Books, Gramophone, Movies and the Internet
Donald G. Perrin
Stone tablets, hieroglyphics, papyrus and writing are p[art of ancient history. The term "Dark Ages" reminds us of the cultural and economic deterioration in Western Europe following the decline of the Roman Empire. Toward the end of the Middle Ages there was a Renaissance of art and culture. Gutenberg’s printing press(1439) led to an unprecedented flow of news and information across Europe and surrounding countries. The Renaissance was a cultural and intellectual revolution that encouraged intellectual pursuits, social and political upheaval, and development of art and culture.
Affordable printing was a major catalyst for social change. It has stimulated social, education and industrial development through the centuries. Martin Luther made the bible accessible by translating it from Latin. The result was a dialog in many countries that led to reformation of the church. The discoveries of Christopher Columbus were motivated by a book on geography. The industrial revolution spurred invention and economic growth. The printing press facilitated widespread circulation of new ideas and the later scientific revolution.
The nineteenth century gave rise to telegraph and telephone, gramophone, electrical power, radio. photography and the motion picture. In the twentieth century, these launch a new kind of visual culture and significant social changes. According to Bela Belazs (1923) “The discovery of printing gradually rendered illegible the faces of men” and turned “a legible spirit and visual culture into a culture of concepts.” Belazs postulated that the cinematographic camera, “Like the printing press, is a technical device for the multiplication and distribution of products of the human spirit; its effect on human culture will not be less than that of the printing press.”
In the 20th century, television and electronic media emerged to complement, and in some instances replace traditional media such as film, gramophone and telephone. The interactive power of electronic networks to connect personal computers and cell phones to the Internet made it possible to communicate, search databases and access content in any media format anytime and anywhere.

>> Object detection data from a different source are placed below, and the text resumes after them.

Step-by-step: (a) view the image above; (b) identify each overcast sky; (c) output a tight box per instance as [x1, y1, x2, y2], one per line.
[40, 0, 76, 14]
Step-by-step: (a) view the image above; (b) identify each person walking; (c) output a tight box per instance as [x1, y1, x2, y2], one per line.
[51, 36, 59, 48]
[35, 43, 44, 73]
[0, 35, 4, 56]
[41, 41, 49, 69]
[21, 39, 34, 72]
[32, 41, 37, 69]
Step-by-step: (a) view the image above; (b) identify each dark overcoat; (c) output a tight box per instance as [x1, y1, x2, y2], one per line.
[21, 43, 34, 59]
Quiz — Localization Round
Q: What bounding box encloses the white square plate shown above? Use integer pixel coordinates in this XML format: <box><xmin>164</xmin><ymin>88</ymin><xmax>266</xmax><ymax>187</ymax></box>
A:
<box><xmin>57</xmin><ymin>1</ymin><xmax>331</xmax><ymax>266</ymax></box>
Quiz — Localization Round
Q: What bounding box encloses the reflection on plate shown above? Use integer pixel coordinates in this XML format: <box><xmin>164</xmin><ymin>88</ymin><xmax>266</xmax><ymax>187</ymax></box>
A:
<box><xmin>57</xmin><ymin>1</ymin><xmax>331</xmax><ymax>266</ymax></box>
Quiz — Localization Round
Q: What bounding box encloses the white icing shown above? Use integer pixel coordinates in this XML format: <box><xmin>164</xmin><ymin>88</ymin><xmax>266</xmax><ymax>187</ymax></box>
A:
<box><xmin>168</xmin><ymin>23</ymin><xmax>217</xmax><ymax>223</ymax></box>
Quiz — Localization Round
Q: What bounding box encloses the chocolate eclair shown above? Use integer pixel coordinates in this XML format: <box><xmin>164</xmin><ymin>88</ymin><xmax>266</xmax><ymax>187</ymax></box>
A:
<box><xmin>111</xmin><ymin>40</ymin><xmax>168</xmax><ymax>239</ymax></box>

The Internet serves billions of users worldwide. It is a network of networks that links millions of private, public, academic, business, and government networks of local to global Information resources and electronic mail through the World Wide Web. The internet is a virtual “Tower of Babel that enables business and social interaction and formation of virtual communities. The technology is ubiquitous. Any person can initiate a search or message from any point in the global network; everyone has the potential to access, interact, create, publish, distribute and consume media content. Newspaper publishing is being reshaped into Web sites, blogging, and web feeds. Open access to the internet is changing cultures, economies, and political systems.
The Internet enables creation of new forms of human interactions through instant messaging, Wikis, Internet forums, and social networking. These are facilitated through sites such as Linked-In and Facebook. The Wikipedia combines text, images, sounds and video with web-links, interactive activities, creative participation, and dynamic formation of communities. Web portals link to sites with related content or purpose. Although most websites are open and free, potential threats are posed by some governments and for-profit organizations. These will be discussed in the next editorial.
Bela Belazs. (1952) Theory of the Film (Character and Growth of the new Art)
Kuhn, Thomas Samuel. The Structure of Scientific Revolutions (3rd Edition) University of Chicago Press, 1962
Wikipedia Articles: Dark Ages, Renaissance, Gutenberg, Martin Luther, Thomas Kuhn, Thomas Edison, New Media, Internet.